This suggests Microsoft will effectively allow people to redeem previous Windows keys for new Windows 10 iterations, which will then be tied to whatever version of the OS you’re qualified to own. There’s no word yet on what happens if, for example, you redeem a legitimate Windows 7 key for a new Windows 10 key, then upgrade the underlying hardware in the box. Gamers with legitimate copies of Windows 7 or 8/8.1 may want to do any upgrades they intend to make before actually installing the new version of Windows 10 — it’s possible that upgrading the hardware post-OS install will lock the key to a particular platform and make it more difficult to swap components in the future.
When Microsoft launched its last software-as-a-service push with Office 365, it simultaneously introduced requirements that made reinstallation and upgrades more onerous than they had been previously. Specifically, it became (temporarily) against the terms of service to remove the software from one installed system and put it on another. The company later modified this wording after consumer pressure, but the terms and conditions surrounding Windows 10 and its upgrade / reinstallation policies still haven’t been clarified.

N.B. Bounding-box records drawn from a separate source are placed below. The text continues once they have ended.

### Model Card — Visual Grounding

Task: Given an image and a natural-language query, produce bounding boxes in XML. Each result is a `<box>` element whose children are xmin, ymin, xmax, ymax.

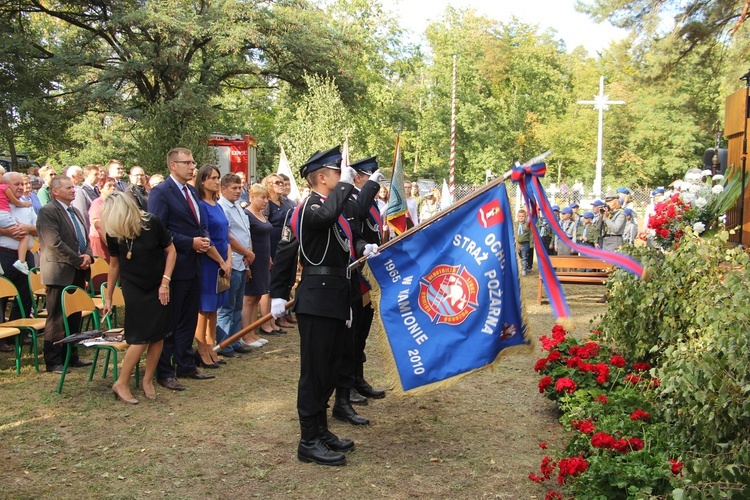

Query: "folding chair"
<box><xmin>0</xmin><ymin>276</ymin><xmax>47</xmax><ymax>374</ymax></box>
<box><xmin>57</xmin><ymin>285</ymin><xmax>140</xmax><ymax>394</ymax></box>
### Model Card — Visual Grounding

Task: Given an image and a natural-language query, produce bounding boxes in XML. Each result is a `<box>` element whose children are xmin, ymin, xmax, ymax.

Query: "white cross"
<box><xmin>578</xmin><ymin>76</ymin><xmax>625</xmax><ymax>198</ymax></box>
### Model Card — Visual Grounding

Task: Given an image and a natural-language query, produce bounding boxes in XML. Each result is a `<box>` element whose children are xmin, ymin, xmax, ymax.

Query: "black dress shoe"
<box><xmin>349</xmin><ymin>389</ymin><xmax>367</xmax><ymax>406</ymax></box>
<box><xmin>156</xmin><ymin>377</ymin><xmax>185</xmax><ymax>391</ymax></box>
<box><xmin>177</xmin><ymin>370</ymin><xmax>216</xmax><ymax>380</ymax></box>
<box><xmin>354</xmin><ymin>379</ymin><xmax>385</xmax><ymax>399</ymax></box>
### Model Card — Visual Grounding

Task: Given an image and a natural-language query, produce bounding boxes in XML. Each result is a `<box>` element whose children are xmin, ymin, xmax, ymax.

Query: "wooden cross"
<box><xmin>578</xmin><ymin>76</ymin><xmax>625</xmax><ymax>198</ymax></box>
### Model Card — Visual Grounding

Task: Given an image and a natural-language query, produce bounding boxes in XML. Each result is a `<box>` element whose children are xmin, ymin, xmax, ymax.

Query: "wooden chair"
<box><xmin>57</xmin><ymin>285</ymin><xmax>140</xmax><ymax>394</ymax></box>
<box><xmin>29</xmin><ymin>267</ymin><xmax>47</xmax><ymax>318</ymax></box>
<box><xmin>0</xmin><ymin>276</ymin><xmax>47</xmax><ymax>373</ymax></box>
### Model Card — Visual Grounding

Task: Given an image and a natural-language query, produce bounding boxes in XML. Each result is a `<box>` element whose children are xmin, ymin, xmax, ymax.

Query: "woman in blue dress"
<box><xmin>195</xmin><ymin>165</ymin><xmax>232</xmax><ymax>368</ymax></box>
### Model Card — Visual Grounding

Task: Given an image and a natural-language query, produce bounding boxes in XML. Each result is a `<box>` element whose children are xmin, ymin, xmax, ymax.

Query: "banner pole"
<box><xmin>348</xmin><ymin>149</ymin><xmax>552</xmax><ymax>270</ymax></box>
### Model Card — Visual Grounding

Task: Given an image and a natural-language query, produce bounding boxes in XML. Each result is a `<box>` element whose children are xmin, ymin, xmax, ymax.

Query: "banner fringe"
<box><xmin>360</xmin><ymin>262</ymin><xmax>534</xmax><ymax>397</ymax></box>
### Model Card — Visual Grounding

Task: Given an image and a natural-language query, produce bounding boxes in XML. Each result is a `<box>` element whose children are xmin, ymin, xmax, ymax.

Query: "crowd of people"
<box><xmin>0</xmin><ymin>147</ymin><xmax>390</xmax><ymax>465</ymax></box>
<box><xmin>516</xmin><ymin>187</ymin><xmax>640</xmax><ymax>275</ymax></box>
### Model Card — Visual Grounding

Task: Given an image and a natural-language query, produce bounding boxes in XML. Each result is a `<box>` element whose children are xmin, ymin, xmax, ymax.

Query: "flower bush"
<box><xmin>529</xmin><ymin>326</ymin><xmax>681</xmax><ymax>498</ymax></box>
<box><xmin>588</xmin><ymin>231</ymin><xmax>750</xmax><ymax>498</ymax></box>
<box><xmin>646</xmin><ymin>169</ymin><xmax>741</xmax><ymax>250</ymax></box>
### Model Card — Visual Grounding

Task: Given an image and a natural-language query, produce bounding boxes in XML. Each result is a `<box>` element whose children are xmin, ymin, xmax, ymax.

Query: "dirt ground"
<box><xmin>0</xmin><ymin>272</ymin><xmax>604</xmax><ymax>499</ymax></box>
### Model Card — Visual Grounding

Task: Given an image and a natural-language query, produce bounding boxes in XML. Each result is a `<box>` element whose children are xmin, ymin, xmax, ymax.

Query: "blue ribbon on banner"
<box><xmin>368</xmin><ymin>184</ymin><xmax>530</xmax><ymax>392</ymax></box>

Phil Spencer promises unified Xbox One, Windows 10 gaming experience
Meanwhile, Microsoft has announced it will support PC Gamer’s efforts to host a PC gaming-themed event at E3. For years, PC gaming has been all-but ignored — Valve’s Steam has hauled in hundreds of millions of dollars over the last ten years, while Microsoft’s efforts to build a credible Windows Store or its own Games for Windows Live platform have been wretched by comparison. Xbox head Phil Spencer has made it clear he wants to change this and outlined a plan to offer Xbox as a multi-platform gaming brand that would extend across both PCs and the Xbox One itself. Details on the plan are still vague, though Microsoft has promised that Windows 10 device owners who own Xboxes and compatible networking hardware will be able to stream games from Xbox to PC across local networks.
While Spencer told PC Gamer that PC gaming is now much more important to Microsoft than it was in the past, his explanation of what’s changed between the old Games for Windows days and the modern era could raise flags for some:
“The key difference now is that the Xbox team is driving the Windows and console gaming efforts as one connected ecosystem,” Spencer said. “Games and gaming is front and center in our device and service strategy at Microsoft. I can tell you definitively that our team has never committed more resources to making Windows better for game developers and gamers, and that means any gamer on Windows 10, regardless of storefront or device.”
While Xbox One integration and cross-platform play could be great for both console and PC gaming, hearing that Xbox is driving the PC gaming bus isn’t necessarily good news. On the one hand, the Xbox One is a PC for all intents and purposes. In previous generations, the gaps between consoles and PCs were firmly rooted in both hardware and software, the first Xbox notwithstanding. Today, the Xbox One is a PC — albeit a PC with some specialized internal components and a low-level OS variant based on Windows 8. There’s no reason why Microsoft can’t merge many aspects of gaming and content sharing across platforms to the betterment of both. Spencer, for example, leaves open the idea of bringing Xbox One exclusives over to Windows 10 and promoting both platforms simultaneously.
What’s going to be trickier, however, is offering PC gamers features that take advantage of the fact that a game is running on a PC. Many of the top-tier releases of the past few years that debuted for both platforms have UIs and interfaces clearly designed for console gamers first. Games like Skyrim are designed for low-information user interfaces that are murder to sort through or work with. Games designed to be played with a monitor at a distance of 2-4 feet have different guidelines and rules than titles designed for televisions at a distance of 6-8 feet. That doesn’t make one “better” than the other — but PC gamers are going to be watching Microsoft to see if the company actually uses its efforts to improve gaming on both platforms, or if it expects PC gamers to roll over and make nice with Xbox.